君が世界に絶望していたあの頃。

 君を笑顔にできるのは、私だけだったんだ。



***



「装填完了。発射!」

 瞳子(とうこ)は香典返しの注文ボタンを押した。

「あー、やっと休めるー」

 ノートパソコンを閉じて香典リストを放り出し、瞳子は和室の床に寝転んだ。ショートボブの黒髪が、規則正しい畳の目に重なって広がる。

 漂う線香の香りに視線を巡らすと、母の澄江(すみえ)が白い箱になって仏壇の前に鎮座しているのが見えた。あれほど戦ったガンも、きれいに焼けて消えてしまった。
 終わったんだ……母と生きていた、私の時間は。

 瞳子は眼鏡をおでこにずらし、視界がぼやけた目を擦った。

「お腹すいたな」

 気持ちを切り替えるように呟いた。

 もうすぐ午後二時を回りそうだ。
 冷蔵庫に食材がないわけではないと思う。しかし、何かを作る気力が湧かなかった。

 コンビニで、何かすぐ食べられるものを買おう。

 そう決めて身を起こし、スマホを掴んで玄関へ向かう。
 秋は深まって来たが、まだ日差しはキツそうだ。
 日傘を手に取り、靴を履いてドアを開けると、門の前に立っている人物と目が合った。

 栗色のセミロングの髪に、白い羽織りものとシックなワンピース。

「……沙也葉(さやは)?」

 名前を呼ぶと、弾けるようにあわあわと動きながら、久しぶりに見る顔がインターホン前から門の正面へ移動した。

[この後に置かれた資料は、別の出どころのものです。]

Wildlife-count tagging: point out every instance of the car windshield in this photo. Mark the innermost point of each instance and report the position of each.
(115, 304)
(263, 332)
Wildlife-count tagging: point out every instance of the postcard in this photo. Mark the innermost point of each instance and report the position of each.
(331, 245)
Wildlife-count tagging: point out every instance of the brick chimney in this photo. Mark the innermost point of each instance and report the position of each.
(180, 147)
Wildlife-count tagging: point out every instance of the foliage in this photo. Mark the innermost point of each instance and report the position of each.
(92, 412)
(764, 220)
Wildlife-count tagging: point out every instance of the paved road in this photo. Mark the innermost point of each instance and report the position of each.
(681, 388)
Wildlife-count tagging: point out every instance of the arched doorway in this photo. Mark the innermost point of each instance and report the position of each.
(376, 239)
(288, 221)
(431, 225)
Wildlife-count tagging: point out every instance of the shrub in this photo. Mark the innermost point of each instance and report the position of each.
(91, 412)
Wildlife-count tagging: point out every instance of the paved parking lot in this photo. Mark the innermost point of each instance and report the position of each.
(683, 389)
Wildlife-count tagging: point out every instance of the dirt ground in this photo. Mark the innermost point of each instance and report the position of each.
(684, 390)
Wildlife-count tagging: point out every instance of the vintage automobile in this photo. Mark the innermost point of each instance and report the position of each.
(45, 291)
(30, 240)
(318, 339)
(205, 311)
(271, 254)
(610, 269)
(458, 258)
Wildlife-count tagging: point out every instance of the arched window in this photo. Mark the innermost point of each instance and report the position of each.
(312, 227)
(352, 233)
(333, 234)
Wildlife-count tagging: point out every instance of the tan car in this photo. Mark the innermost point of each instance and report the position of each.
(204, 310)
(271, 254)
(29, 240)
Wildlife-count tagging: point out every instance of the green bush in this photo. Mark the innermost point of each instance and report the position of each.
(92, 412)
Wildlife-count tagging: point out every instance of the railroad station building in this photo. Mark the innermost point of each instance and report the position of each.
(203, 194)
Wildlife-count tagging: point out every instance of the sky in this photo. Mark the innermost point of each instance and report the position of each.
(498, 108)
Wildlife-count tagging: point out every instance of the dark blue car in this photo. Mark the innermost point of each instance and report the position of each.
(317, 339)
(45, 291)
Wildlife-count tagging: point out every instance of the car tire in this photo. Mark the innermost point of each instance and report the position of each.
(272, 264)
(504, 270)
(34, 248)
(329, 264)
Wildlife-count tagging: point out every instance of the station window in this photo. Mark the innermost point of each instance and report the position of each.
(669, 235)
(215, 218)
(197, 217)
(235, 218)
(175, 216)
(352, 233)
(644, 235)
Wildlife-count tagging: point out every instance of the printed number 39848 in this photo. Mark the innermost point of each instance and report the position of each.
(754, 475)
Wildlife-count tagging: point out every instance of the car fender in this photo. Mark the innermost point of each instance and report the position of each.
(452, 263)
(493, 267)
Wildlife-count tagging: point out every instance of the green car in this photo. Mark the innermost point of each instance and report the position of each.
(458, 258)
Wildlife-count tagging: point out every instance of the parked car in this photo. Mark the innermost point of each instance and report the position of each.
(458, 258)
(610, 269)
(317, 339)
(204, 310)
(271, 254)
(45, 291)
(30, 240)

「あの、急にごめんね。事前の連絡とか、しておくべきだったよね」

 これが漫画なら、頭の上に放射線状の汗マークが散らかっているに違いない。

「仕事の〆切明けにSNS見て、びっくりして」

 母の闘病は、あまり表に出していなかった。
 周囲からは突然の事態に映っただろう。

「私、都合とか聞かずに来ちゃって。今メッセージしようと、思ったんだけど」

 沙也葉は手の中でしきりにスマホを揉んでいる。そういう遠慮がちな小動物のような仕草が、変わっていなくて微笑ましい。

「わざわざ来てくれたの? 東京から?」

 沙也葉の表情は、なんだか泣きそうに見えた。

「そりゃ……だって、瞳子だもん」

 地元を離れて、もう何年も経つのに。

 瞳子は胸元がきゅっと温まるのを感じながら、門を開けた。

「あがって」
「出かけるところだったんじゃ……」

 沙也葉は申し訳なさそうに首をすくめている。

「あー、コンビニ行こうと思ってたんだけど」
「いいよ、行ってきて。なんなら付き合うし」

 瞳子は宙を睨んで、少し考えた。

「ね、お昼食べた?」
「あ……新幹線で、サンドイッチはつまんだけど」
「まだ食べられる?」

 沙也葉はこくりとうなずいた。

「じゃあお昼作るから、付き合って。自分のためだけにって、作る気力がわかなくて」

 瞳子は沙也葉の腕を取り、家の敷地へ引き込んだ。

「あ、待って待って」

 沙也葉は門の前に置いていた、大きな紙袋を持って戻ってきた。

「これ、御霊前に」

 ふわっと甘やかな花の香りが広がる。中には結構なサイズの百合のアレンジメントが入っていた。

「こんな、大きいの」

 持ち運びが大変だっただろう。
 それを自分の苦労を(いと)わず抱えてくるのが、どうにも沙也葉らしかった。